President’s Column – August 2018
Congratulations to Pukekohe Franklin Camera club, winner of the Trenna Packer Competition Salver for 2018. I understand this is the first time a North Island club has won this competition since its inception in 1972. Worthy 2nd and 3rd places went to Christchurch Photographic Society and Rangiora Photographic Society respectively. There were 20 entries this year with all sets shown, and winners announced, at our NPS club night on 16th July. This year’s judge, Elizabeth Passuello, could not attend the evening and the presentation was handled admirably by our Trenna Packer co-ordinator, Carolyn Elcock. Through Carolyn, Elizabeth commented on the high standard of all entries.

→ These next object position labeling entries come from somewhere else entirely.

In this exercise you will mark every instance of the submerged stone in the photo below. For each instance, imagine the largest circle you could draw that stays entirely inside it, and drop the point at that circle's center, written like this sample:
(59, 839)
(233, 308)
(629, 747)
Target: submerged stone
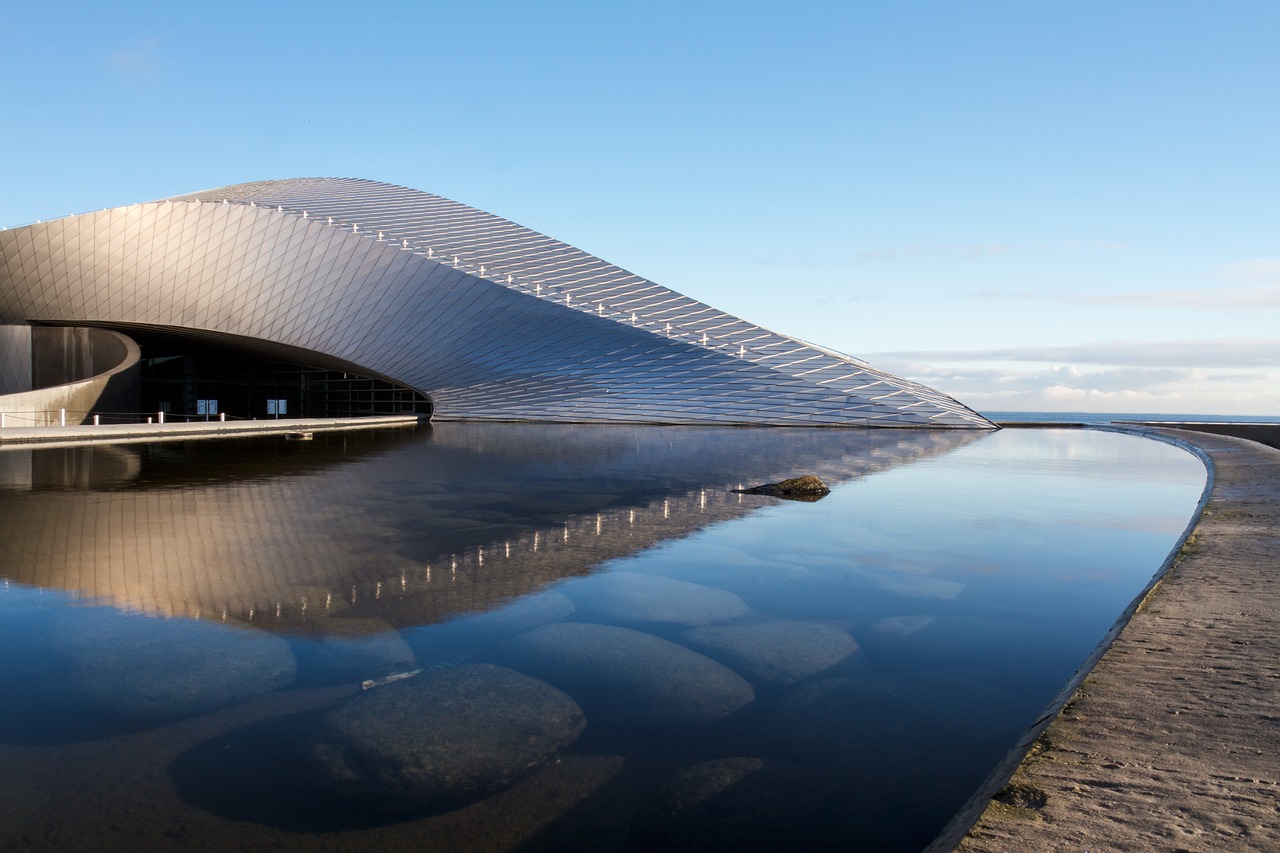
(630, 597)
(343, 658)
(796, 488)
(746, 804)
(630, 678)
(147, 667)
(773, 652)
(443, 738)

Congratulations to our Glenda Rees who picked up an honours award for her image of a Rifleman. There were also several other honours certificates awarded and you can see all the results in this newsletter or go to the NPS website to see the whole 20 sets entered. Well, we didn’t go away empty handed, but we didn’t get to stand on the podium either this year. So, from now on keep thinking Trenna Packer when out taking natural history shots and we’ll have a better chance of winning back the Trenna Packer Salver next year.

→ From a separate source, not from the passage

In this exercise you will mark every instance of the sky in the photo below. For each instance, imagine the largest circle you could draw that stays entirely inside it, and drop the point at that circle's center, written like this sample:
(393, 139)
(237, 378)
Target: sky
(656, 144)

About a month ago Ann & I realised a long time dream (for the second time) and travelled to Botswana. We visited the Okavango Delta and Chobe National Park and what an adventure we had. Botswana is dominated by the sands of the Kalahari Desert but in the north east corner of the country the semi-arid landscape is transformed in to a verdant oasis by the waters of the Okavango River which fan out to create an immense inland delta. Chobe National Park, on the other hand, is much dryer and supports a different and very diverse array of wildlife. It is the dry season now with cloudless skies, grass as high as an elephant’s eye and the sunrises and sunsets are just an explosion of colour.
We stayed in two permanent camps in the Okavango and a mobile tented camp in the Savute area of Chobe. The Okavango camps are both on private concessions and with a maximum of 20 guests each we weren’t inundated with other tourists when out on game drives. The company running these establishments is well renowned for what they put back into wildlife and land conservation, as well as huge support for local communities. So that’s a kind of ‘feel good’ thing. Talking with the people working in these camps was a delight. Always smiling, they all love what they are doing and are proud to show off their land and its wonders to those who visit.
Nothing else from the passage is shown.